A truck carrying parts for the S-400 air defense system is seen at Myut military Airport outside Ankara, Turkey, in 2019.
On Monday, December 14, the United States announced it was imposing sanctions on Turkey’s Defense Industry Agency, which is in charge of government arms procurement, to punish Ankara for its purchase of the Russian missile defense system S-400, under the sanctions against The Enemy of the United States Act.
These are unusually tough U.S. sanctions against a NATO ally, but they remain short of tougher measures such as those that would affect Turkish President Recep Tayyip Erdogan personally or hit Turkey’s financial system.
U.S. Secretary of State Mike Pompeo said in a statement that “today’s decision underscores that the United States will not tolerate significant defense and intelligence deals with Russia.”
Under the sanctions Against The Enemy of the United States Act, which was overwhelmingly passed by Congress in 2017, the United States government suspended all permits and loans for arms exports to Turkey’s Defense Industry Agency, and imposed economic sanctions on individuals such as Igor Demir, chairman of Turkey’s Defense Industry Agency, from entering the United States or owning assets in the United States. On Friday, the United States approved a draft that includes sanctions against Turkey for buying the Russian missile defense s-400, which is incompatible with the NATO system. In fact, U.S. sanctions have hovered over Turkey since the missile delivery last year, but U.S. President Donald Trump has not activated them. On Friday, Turkish President Recep Tayyip Erdogan gave an early warning that if U.S. sanctions against Turkey were lifted, “it would be disrespectful to the United States for its very important NATO ally.”

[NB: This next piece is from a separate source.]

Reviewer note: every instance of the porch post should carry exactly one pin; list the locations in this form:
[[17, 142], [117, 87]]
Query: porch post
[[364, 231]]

However, Pompeo noted that “While there are other options compatible with NATO systems to meet defense needs, Turkey has decided to purchase and test the S-400.” “The United States has repeatedly informed Turkey at the highest levels that the acquisition of the S-400 system would pose a major threat to the security of U.S. technology and military personnel, provide significant funding to the Russian defense industry, and give Russia access to penetration points of the Turkish defense industry and military,” he said. The US had already excluded Turkey from joint development of the F-35.
The Turkish foreign Ministry called the US sanctions unfair and urged the US to reconsider, saying “Turkey is committed to resolving the issue through dialogue and diplomacy in the spirit of alliance”. Russia’s foreign ministry said the sanctions against Turkey were another example of “the United States using illegal, unilateral, coercive measures and arrogance towards international law.”